I have been very blessed to grow up with a God-loving family. I went to Sunday School, sang in children's choir, and participated in just about every activity. My mom would help out in Vacation Bible School and my daddy would practice my Bible verses on the way to Awanas. We went every Sunday morning, Sunday evening, and Wednesday night (and then some). My grandparents would take me to church as a young girl on the days I spent the night. Yes, I was very blessed to have a Christian family to raise me up.
Once in middle school, I began to notice the dynamic of my church friends change. The boys were separated from the girls, and then even the girls were divided. The cliques began to form and it was easy to differentiate between the popular girls and everyone else. Let's face it-I didn't fit in. It wasn't that I wasn't in the popular crowd per se, it was more that I just didn't have a clique and tried to be friends with everyone. I noticed many of the girls I had grown up with in church start to live different lives at school and quickly struggled to know what a genuine relationship with Christ looked like.
I turned to boys to avoid the drama of "catty girls" and rumors soon formulated. Did I get a little too involved in the relationships I had, sure I did. Don't we all? Hand holding, first kisses, going on dates...it was easy to get wrapped up in boyfriends. Although I tried not to let the things people said bother me, they did. I wasn't invited to the local parties and didn't understand the "inside jokes" the girls would tell. Part of me was relieved that I had allowed some of my innocence to remain intact. I never drank, smoke, tried drugs, or cussed. And, even though I began to go to churches with my boyfriends whenever possible, all my church family saw was an empty seat in my hometown church.
In college, I quickly embraced the freedom of not having to deal with the hurtful things people said back at church. I would still visit on holidays with my family, but I didn't have to sit through Sunday School week after week and watch people talk about God and then turn their backs on Him when they walked out the door. I didn't have to endure the whispers behind my back or the "church answers" from people just to keep up the appearance of being a Christian. However, I learned I wasn't much better than them.
I learned how to put on "the act" of obeying God- knowing what to say when people were around me, and knowing just how close to the line I could get before it was "too close". Thank goodness God places the right people in our lives.
Once I started dating my husband, we began to attend church together again. The sermons would feed my soul and give me just what I needed to make it through the week. Then, Sunday would come around and I would get my fill for the next week. I began to love others again. I developed more of a servant heart and found myself wanting to get deeper in God's word. I began to challenge the idea of normalcy in the world. I decided to live beyond what others had taught me and instead focus on what Christ had taught me. I entrusted Him with my relationship with my husband and watched us grow closer together.

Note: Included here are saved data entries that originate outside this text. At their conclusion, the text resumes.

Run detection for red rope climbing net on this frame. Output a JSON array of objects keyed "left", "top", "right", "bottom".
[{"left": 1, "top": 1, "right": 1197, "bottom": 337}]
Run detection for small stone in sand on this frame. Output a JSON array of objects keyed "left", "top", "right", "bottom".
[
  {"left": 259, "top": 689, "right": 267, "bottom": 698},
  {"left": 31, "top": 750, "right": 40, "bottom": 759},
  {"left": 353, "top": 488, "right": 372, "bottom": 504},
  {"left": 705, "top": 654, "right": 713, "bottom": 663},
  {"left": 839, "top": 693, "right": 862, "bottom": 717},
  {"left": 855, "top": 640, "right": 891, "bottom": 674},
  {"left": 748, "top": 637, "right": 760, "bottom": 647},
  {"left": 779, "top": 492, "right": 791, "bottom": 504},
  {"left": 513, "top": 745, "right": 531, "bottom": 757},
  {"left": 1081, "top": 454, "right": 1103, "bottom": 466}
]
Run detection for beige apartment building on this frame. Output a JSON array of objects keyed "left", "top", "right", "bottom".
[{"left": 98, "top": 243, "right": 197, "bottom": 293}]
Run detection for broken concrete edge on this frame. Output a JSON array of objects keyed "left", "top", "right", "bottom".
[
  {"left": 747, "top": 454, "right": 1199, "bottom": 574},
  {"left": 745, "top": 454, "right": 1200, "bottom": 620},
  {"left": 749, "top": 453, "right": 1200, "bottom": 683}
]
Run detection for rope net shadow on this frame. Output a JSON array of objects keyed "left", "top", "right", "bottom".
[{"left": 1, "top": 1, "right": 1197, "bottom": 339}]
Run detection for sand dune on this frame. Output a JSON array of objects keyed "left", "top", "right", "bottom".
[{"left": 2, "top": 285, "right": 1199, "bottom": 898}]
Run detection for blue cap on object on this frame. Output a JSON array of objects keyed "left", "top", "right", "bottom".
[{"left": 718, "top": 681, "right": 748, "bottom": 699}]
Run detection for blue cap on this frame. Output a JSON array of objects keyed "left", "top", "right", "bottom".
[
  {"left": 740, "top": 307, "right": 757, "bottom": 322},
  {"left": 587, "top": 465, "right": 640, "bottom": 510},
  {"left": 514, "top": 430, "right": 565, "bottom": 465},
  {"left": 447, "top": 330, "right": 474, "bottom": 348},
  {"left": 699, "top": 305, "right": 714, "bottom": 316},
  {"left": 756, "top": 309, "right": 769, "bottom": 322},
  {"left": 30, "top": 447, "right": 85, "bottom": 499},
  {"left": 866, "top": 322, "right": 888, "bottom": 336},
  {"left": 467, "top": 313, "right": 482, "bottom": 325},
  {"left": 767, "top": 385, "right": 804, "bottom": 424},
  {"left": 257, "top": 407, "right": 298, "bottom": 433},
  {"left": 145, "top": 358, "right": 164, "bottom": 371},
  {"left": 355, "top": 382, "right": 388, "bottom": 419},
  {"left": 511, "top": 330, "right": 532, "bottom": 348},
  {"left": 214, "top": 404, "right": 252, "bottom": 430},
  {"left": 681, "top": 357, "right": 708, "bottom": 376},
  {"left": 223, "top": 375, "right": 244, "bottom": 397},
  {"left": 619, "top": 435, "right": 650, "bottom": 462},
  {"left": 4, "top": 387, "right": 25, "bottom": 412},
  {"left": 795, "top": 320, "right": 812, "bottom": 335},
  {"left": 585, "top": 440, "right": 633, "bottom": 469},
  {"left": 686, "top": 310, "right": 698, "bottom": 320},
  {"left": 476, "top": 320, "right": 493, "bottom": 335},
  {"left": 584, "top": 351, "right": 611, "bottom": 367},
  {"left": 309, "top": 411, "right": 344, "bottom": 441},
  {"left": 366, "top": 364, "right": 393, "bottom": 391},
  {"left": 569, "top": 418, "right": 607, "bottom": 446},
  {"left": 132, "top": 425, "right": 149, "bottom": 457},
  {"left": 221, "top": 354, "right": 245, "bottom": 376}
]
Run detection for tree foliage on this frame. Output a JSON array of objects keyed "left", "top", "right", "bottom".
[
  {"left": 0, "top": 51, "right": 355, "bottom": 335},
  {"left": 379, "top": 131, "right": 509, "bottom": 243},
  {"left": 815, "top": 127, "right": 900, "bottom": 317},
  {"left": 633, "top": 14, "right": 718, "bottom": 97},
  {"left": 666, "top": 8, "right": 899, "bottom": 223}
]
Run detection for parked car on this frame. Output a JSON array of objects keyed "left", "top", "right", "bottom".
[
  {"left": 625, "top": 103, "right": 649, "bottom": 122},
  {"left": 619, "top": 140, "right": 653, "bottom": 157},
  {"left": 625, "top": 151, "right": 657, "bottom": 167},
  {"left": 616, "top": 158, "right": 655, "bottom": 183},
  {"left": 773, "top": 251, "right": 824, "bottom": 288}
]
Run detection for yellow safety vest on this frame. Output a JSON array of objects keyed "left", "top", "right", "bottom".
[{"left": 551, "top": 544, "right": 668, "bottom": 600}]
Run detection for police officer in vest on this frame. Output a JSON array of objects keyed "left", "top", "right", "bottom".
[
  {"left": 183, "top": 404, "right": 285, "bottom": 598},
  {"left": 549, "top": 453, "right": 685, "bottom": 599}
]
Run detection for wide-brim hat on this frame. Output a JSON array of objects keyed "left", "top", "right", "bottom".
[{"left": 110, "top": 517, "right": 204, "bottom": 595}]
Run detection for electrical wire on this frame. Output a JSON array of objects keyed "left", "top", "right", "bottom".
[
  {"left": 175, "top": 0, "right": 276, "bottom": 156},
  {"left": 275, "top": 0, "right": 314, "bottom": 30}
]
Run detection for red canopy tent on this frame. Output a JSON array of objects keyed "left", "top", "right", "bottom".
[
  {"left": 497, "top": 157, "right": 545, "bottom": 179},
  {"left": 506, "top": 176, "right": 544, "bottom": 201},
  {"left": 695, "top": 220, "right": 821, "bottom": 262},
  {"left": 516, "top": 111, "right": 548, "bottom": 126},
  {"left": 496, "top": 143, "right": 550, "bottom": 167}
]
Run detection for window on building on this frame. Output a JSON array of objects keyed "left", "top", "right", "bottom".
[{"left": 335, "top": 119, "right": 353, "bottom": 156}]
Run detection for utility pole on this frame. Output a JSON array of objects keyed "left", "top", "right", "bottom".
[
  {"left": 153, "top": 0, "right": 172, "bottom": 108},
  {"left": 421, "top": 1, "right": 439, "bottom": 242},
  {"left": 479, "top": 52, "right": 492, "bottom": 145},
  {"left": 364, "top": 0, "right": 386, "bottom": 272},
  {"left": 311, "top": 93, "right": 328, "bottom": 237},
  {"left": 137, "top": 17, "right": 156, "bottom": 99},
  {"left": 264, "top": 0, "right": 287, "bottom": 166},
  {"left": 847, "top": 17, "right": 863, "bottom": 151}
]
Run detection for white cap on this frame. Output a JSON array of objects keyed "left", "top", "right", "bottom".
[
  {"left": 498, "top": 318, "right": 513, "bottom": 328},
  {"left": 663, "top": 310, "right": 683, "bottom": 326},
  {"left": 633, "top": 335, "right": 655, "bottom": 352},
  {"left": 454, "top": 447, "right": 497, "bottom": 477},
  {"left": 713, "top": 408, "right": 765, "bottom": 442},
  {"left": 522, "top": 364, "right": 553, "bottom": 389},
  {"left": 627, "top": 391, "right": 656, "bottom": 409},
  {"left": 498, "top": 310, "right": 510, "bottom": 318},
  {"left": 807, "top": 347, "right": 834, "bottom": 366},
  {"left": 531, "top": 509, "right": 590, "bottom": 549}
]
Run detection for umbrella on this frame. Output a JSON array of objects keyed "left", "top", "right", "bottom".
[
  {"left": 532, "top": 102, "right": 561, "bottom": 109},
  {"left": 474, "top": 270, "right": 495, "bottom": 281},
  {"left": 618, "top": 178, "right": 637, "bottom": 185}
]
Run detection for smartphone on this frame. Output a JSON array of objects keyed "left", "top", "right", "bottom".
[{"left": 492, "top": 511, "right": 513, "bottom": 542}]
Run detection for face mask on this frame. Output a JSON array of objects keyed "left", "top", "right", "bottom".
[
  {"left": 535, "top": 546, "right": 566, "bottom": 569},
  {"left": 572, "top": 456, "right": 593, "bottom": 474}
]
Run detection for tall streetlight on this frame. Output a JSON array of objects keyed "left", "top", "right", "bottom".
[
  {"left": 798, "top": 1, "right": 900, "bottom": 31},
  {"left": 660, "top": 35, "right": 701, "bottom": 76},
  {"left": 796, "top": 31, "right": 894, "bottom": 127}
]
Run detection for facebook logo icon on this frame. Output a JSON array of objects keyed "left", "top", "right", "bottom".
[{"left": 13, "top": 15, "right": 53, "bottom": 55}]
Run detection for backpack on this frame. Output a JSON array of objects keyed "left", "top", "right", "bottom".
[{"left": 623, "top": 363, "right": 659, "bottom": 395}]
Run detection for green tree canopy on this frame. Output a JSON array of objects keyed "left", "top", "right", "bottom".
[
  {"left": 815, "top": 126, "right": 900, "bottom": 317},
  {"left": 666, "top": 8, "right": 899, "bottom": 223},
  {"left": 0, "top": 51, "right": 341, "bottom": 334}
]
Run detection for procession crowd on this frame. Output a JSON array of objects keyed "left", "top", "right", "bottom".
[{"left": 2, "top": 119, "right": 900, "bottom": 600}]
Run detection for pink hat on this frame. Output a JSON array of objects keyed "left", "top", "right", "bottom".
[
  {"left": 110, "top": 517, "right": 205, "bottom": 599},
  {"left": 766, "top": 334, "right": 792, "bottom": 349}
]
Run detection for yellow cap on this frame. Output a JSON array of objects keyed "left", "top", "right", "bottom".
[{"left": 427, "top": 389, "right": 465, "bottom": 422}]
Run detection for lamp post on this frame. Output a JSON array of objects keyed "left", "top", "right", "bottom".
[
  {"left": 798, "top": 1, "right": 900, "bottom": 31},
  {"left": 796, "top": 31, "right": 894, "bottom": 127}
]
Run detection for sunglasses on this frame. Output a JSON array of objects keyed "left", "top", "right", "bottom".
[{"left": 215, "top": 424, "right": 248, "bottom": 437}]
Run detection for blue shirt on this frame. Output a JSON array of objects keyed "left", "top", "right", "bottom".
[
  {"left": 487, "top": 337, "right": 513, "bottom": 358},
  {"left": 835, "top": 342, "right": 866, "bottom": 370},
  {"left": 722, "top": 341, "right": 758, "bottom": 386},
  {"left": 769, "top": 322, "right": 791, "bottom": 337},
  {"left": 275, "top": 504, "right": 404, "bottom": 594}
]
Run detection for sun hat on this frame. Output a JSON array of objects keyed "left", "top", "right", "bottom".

Our marriage was formed on a solid foundation of wanting to live in a way that others would come to know the love of Christ. I watched my husband's heart change as he began to soften his words and love me in an unconditional way. His temper faded, his words were more considerate, he listened and validated my feelings, he watched what came out of his mouth and worked hard to witness to others. We made tough decisions that others would never understand, but we were blessed tremendously along the way. When we stepped out in faith, we were welcomed with affirmation. Our finances were taken care of as we began to tithe. Everything began to fall into place.
Everything except our desire to be parents.
This very real struggle of infertility was like a dark cloud suspended over our heads. There were days I didn't know how to function because I couldn't handle the idea of God giving me such a strong desire to be a mom and never fulfilling it. The pain of being around friends that continued to be blessed with children was enough to push me over the edge. Despite wanting to get closer in small groups at church, the description always read, "children welcome". Sitting in a group of parents our age as they discussed the stories of their precious children week after week was too much to bear. For this reason, we held off joining a lifegroup.
Wanting to stay connected, we chose to serve whenever possible at our church. We gained a couple of close relationships and continued to question what God's purpose was in our lives. Taking a step of faith, we decided to pursue different career paths. And, the day I put in my notice was the day Joshua received the job offer he had been waiting for.
Soon after his news, I was accepted for a position within our church. I was over the moon. To be working in a place that was full of other believers and serving behind the scenes was a dream come true. Although I was in the finance department, I never questioned whether or not God wanted me to be in that position because He was the one that had directed my path.
Some have heard my experience from working at the church; however, some of the lessons I learned during this season are still hard to swallow. Working in various roles over the last decade, this was the position that I felt the least accepted in. After praying for answers along the way, it was clear that God had used this season in my life to get closer to Him. The words that followed from colleagues after putting in my notice, are painful to revisit. I watched people fall victim of the very things I had seen starting as a middle schooler when cliques formed and separate lives developed. It was hard to allow these things not to push me away.